AMES — Iowa State is exploring construction of a multi-use “arts, culture and community district’ between Hilton Coliseum and Jack Trice Stadium.

The school announced the plan Tuesday, saying athletic director Jamie Pollard and Iowa State Research Park President Rick Sanders will lead a $300,000 feasibility study on the area, which is now mostly a series of parking lots. Iowa State President Wendy Wintersteen transferred oversight of the Iowa State Center, a series of buildings near the basketball coliseum and the football stadium, to the athletic department.

The plan will explore relocating commuter and football game day parking to a new paved parking area east of the stadium, with a pedestrian bridge connecting it to the stadium. Pollard said the space between Hilton and Jack Trice could potentially host a hotel and convention center at some point.

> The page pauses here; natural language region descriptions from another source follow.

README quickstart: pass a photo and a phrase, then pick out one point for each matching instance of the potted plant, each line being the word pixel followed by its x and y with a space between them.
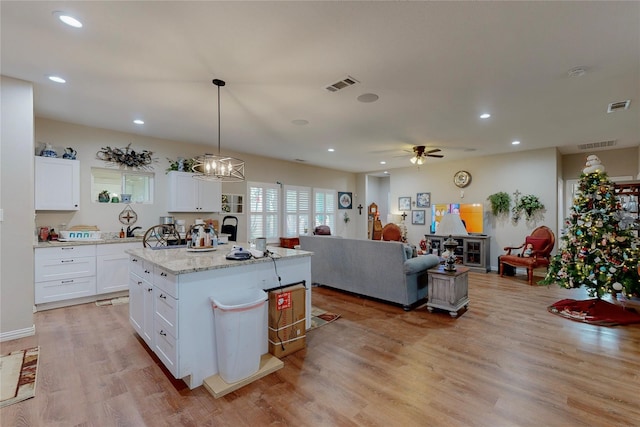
pixel 529 204
pixel 182 165
pixel 500 203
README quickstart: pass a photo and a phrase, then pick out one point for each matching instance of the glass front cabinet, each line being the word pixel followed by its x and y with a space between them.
pixel 472 251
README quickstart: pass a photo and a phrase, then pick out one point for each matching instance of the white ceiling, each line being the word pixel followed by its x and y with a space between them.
pixel 436 66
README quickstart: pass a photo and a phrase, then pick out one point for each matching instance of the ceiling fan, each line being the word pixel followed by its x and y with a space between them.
pixel 420 154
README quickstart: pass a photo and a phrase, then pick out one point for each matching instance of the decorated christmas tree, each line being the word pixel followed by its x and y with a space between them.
pixel 599 248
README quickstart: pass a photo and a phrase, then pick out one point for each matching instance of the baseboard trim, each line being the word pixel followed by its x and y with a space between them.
pixel 19 333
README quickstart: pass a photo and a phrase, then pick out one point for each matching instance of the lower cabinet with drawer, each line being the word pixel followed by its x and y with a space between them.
pixel 63 273
pixel 80 273
pixel 153 310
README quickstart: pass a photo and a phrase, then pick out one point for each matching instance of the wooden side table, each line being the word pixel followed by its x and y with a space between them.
pixel 448 290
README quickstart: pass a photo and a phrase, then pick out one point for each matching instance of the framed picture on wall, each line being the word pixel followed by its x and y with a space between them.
pixel 418 217
pixel 344 200
pixel 404 203
pixel 423 200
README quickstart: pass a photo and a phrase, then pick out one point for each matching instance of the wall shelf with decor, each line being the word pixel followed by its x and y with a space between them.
pixel 233 203
pixel 472 250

Pollard said it was too early to put a timeline or price tag on the proposed project. But he did note that the work — he likened it to recent renovations at Green Bay’s Lambeau Field, home of the NFL’s Packers — could be done more quickly because Iowa State already owns the land it plans to renovate.

“Dr. Wintersteen is putting in motion the potential for an unbelievable, game-changing (project),” Pollard said. “It has the potential for people to look back on this 20, 30, 40 years from now and go ‘Wow. How did they figure out how to do this?'”

The plans represent the most ambitious project yet in a wave of recent ones surrounding Iowa State athletics.

The Cyclones enclosed the south end zone at Jack Trice with new seating and a large sports bar in a $60 million project before the 2015 season. Construction is also under way to expand the football facility and add a revamped entrance adjacent to the north end zone.

Iowa State announced in February that it is planning a $25 million renovation to Hilton that will expand the concourses, add additional concourses and improve the exterior lighting. That work, which Pollard said is “on pause” until the Cyclones can figure out how the acquisition of the Iowa State Center could affect that project, will be funded by the athletic department. The Cyclones also spent $2 million in 2013 to build a golf facility.

“This isn’t your father’s athletics department,” Pollard said. “This athletics department has a bold vision for where we want to go. This vision is to be the absolute best athletics program in the nation. To do that, we have to act and behave like the programs we are aspiring to compete with.”